I debated briefly with myself this morning over whether to take a photo of the Rebecca tank (I wish I could remember the name they gave it, it's so literal as to border on the ridiculous), and finally decided that it really looks pretty much the same as the last picture I took. Not that I haven't been working on it, it's just at that black hole stage where nothing seems to happen. I go around and around, and don't even seem to run out of yarn! Seriously, I haven't even changed balls yet! I haven't casted on for the second Jaywalker yet, because I'm afraid if I sacrifice one knitting minute to anything other than the tank project, I will not live to see it finished.
Last night, as I settled in to watch the end of A Sound of Thunder, I flirted with the idea of hitting up the stash for a new project. The crisp breeze of last afternoon had me thinking about fall, and Christmas, mittens and stockings. Maybe I could just cast on for one little mitten, maybe the tank wouldn't even notice. I gazed longingly at the door to the stash room, and picked up the tank. I knew if I strayed, I'd be punished severely. Maybe I'd find another break in the yarn, or get a terrible knot, or maybe, just maybe, it would become the tank that never ends, and I would be 85 years old, still working on this project, but knowing I'd never be able to wear it when it was finished. I worked a few more rounds.
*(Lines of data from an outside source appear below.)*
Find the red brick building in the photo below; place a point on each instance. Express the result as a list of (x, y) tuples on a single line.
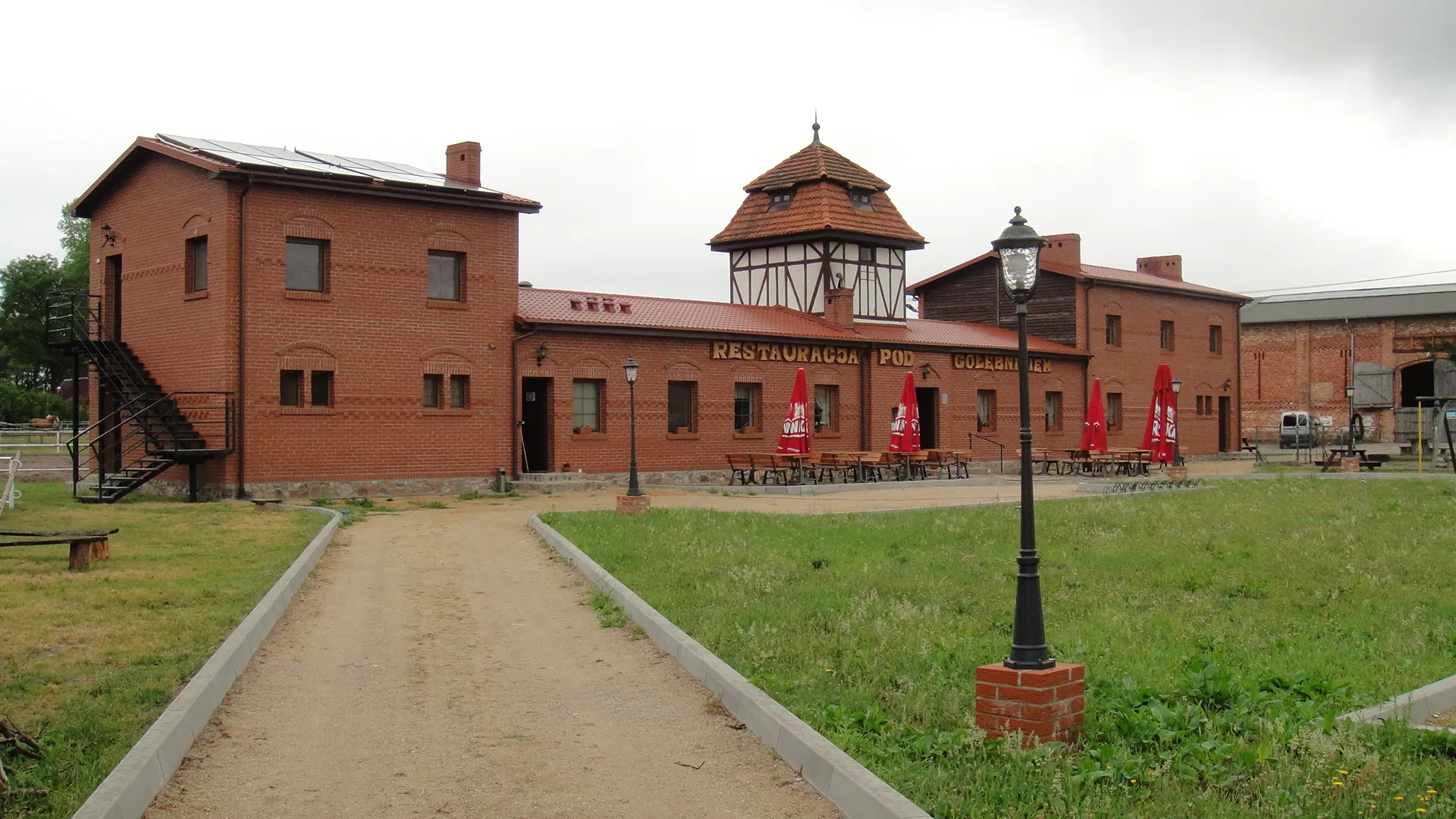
[(1298, 357), (1128, 322), (364, 327), (321, 292)]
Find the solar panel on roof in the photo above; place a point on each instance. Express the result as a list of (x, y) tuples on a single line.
[(262, 156)]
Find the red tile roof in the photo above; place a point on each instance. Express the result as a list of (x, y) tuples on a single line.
[(650, 312), (817, 206), (1098, 273), (814, 162)]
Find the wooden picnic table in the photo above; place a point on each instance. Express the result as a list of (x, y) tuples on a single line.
[(85, 545)]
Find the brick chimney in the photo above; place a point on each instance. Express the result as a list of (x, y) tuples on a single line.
[(1166, 267), (839, 306), (463, 164), (1063, 248)]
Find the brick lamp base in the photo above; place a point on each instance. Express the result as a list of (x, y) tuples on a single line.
[(632, 504), (1043, 706)]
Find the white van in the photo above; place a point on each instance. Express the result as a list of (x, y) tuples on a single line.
[(1294, 430)]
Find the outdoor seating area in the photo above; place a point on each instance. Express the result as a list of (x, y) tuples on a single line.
[(772, 468)]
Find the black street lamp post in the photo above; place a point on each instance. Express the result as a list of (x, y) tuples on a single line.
[(634, 490), (1018, 246), (1177, 423)]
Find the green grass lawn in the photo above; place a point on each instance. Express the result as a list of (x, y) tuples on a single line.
[(91, 659), (1222, 632)]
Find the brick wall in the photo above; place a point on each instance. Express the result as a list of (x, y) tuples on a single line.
[(373, 327), (1128, 369), (599, 356)]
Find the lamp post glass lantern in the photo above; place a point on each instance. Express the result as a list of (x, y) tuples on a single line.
[(1177, 423), (1019, 246), (629, 368)]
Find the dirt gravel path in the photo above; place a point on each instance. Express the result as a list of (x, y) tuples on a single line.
[(444, 664)]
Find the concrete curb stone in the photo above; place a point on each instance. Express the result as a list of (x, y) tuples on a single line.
[(848, 784), (146, 768), (1414, 706)]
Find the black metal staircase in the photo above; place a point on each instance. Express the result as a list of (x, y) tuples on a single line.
[(140, 430)]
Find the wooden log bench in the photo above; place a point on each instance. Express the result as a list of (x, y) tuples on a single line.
[(85, 545)]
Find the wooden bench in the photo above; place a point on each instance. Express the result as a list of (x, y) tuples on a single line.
[(85, 545)]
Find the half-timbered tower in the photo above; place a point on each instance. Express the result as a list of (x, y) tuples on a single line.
[(817, 222)]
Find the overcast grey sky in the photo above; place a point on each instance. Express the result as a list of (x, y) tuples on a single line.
[(1272, 143)]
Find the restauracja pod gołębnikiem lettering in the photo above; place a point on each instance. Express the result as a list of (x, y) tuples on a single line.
[(886, 356)]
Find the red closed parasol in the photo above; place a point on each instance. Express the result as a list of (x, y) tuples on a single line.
[(1094, 430), (1163, 422), (795, 439), (905, 428)]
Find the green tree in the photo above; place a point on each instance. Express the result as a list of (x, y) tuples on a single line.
[(25, 359)]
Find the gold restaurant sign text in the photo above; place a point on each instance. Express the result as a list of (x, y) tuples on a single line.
[(973, 362), (799, 353)]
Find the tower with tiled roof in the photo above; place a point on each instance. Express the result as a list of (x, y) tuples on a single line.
[(817, 224)]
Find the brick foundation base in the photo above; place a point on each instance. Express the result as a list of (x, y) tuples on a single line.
[(1043, 706), (632, 504)]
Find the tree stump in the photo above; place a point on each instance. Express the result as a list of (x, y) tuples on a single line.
[(80, 556)]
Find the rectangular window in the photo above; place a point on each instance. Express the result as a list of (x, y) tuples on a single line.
[(305, 264), (197, 264), (290, 388), (984, 410), (444, 275), (1053, 411), (826, 407), (585, 406), (682, 407), (746, 407), (1114, 330), (321, 388)]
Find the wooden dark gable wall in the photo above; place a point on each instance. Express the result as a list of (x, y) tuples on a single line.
[(976, 295)]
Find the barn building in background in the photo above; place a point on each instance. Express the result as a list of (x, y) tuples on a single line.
[(1296, 356)]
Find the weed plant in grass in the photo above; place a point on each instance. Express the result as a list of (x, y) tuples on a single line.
[(1222, 632), (88, 661)]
I know it probably sounds like I'm down on the tank. Maybe you're asking yourself why I'm even working on it if I hate it so. But you just don't understand! I see the potential in this tank! I know what it could become, if only it would try to work with me! If I give up on it now, it will never realize the successfull tank it has inside! So I continue to work. Knit two rows, purl two rows, longing for the day I can begin armhole shaping.
2 comments:
Sometimes you gotta give a tank a chance. I bet it'll be fabo!
Keep going. Knitter's guilt over UFO's can be unbearable.